For up_down, the algorithm is good, but can be implemented more simply:
Use cmp built-in, thx to @Winston
Use itertools built-ins to eliminate redundant index math,
indexed access("[]") , and list copying ("[:]").
# compare each element with its nth successor.
def up_down(data, n=1):
# iterate in parallel over data and its n-shifted slice
return imap(cmp, data, itertools.islice(data, n, None))]
For possible_lists, you could do much better than generating the entire
permutation set. Instead, consider an approach that generates an initial
list that provably matches the up_down data and then applies a series
of mutations to that list, generating other lists that preserve its up_down
profile until all such lists have been provably generated.
In an optimal solution,
the initial list would be cheap to generate
the initial list would be "minimal" according to some metric.
the mutator function would generate the next minimal list
(i.e. "next most minimal?" "next least?").

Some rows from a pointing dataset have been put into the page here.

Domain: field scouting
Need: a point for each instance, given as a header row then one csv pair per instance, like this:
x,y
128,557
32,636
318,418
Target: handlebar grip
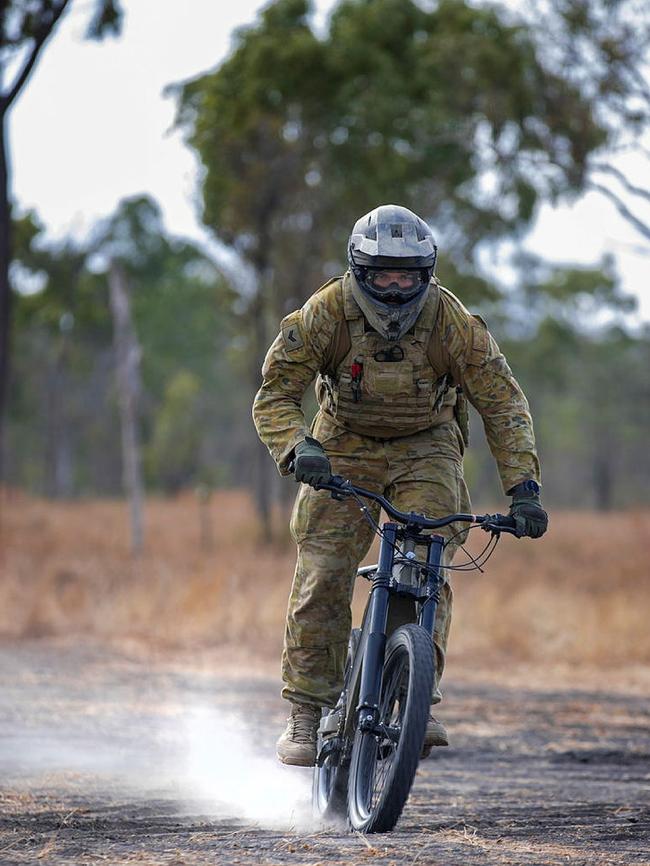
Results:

In a less-than-optimal solution,
the initial list would at least be cheaper to generate than it would
be to discover by the OP's "permute and test" method
the "minimality" idea could be abandoned
the mutator function could generate a set of successor lists, test
them against the set of lists already seen, and mutate any one of
them that isn't in a set of those already mutated.
I believe that an optimal solution is worth pursuing, especially since
it might allow possible_lists to export a "generator" interface that
produced each matching list sequentially with a minimal memory footprint.
I also believe that a good solution for n > 1 is likely to be found by
somehow post-processing all combinations of the n independent solutions for the
lists of every nth element of the original.